Alternatively, players can try to find and retrieve all of the old party members, deal with their baggage, and prepare them to come together to tackle this challenge. In essence, all of the content aside from the last dungeon at this point consists of side-quests. Those missions are about 15 hours of the game's roughly 40 hour playtime. Fans of modern-day RPGs like Skyrim and Mass Effect 2 probably will not be too impressed by that. However, since this game originally came out on the SNES, this was an extremely bold and revolutionary move at the time. Honestly, it is a little surprising that this style of RPG took so long to become mainstream. The transition from linear JRPG-style play to that more familiar to us in the west was handled smoothly, and the game is better for it.

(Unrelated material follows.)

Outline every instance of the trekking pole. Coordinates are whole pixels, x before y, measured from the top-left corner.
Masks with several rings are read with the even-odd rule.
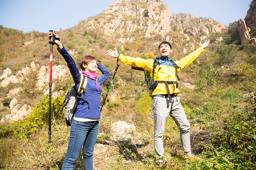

Despite how much I enjoyed it, the game does have some noteable blemishes. Unfortunately, these flaws have much more to do with circumstances than any real measure of quality. First, at least on the PlayStation version, I noticed an issue with loading times. About 2 or 3 seconds are required to transition between scenes or to go to the menu to use items or manage characters. While that does not sound like much, having this same slowdown compounded over the hundreds of times these events will happen in a given playthrough can become a major nuisance. Since I had this same problem with the PlayStation versions of other sprite based RPGs like Chrono Trigger and Final Fantasy V, I suspect it had more to do with technology than anything else. It is nothing Square could help, but it is nonetheless a source of frustration.
The other issue, at least for me, comes from the time in which Final Fantasy VI was originally designed. Back then, random encounters were seen as one of the best, and most well-known, ways to make sure that players always have the opportunity to strengthen their party before a boss fight. Given how much game design has evolved since then, I can no longer subscribe to the thinking that random encounters are a good game design decision. Personally, I find them quite frustrating, especially when I am in the middle of navigating a dungeon, among many other grievances the typical method in which they are implemented. Again, it is hard to blame an SNES game from 1994 for following standard genre conventions of the time (especially when it challenges others), but it can be a detractor for people who subscribe to modes of thinking similar to my own.

As a total package, Final Fantasy VI is a classic game that is definitely worth completing at least once if you have even a cursory interest in the genre. There is good reason to consider it one of the best entries in the Final Fantasy franchise. In some ways, it can be seen as an experimental game, and a precursor to the more open-worlds we see in video games today. Even from a modern perspective, it aged more gracefully than many of its contemporaries, serving as a good example which budding game designers can learn from. In all, it has earned its place among the pantheon of legend RPGs, but you are probably not surprised by that.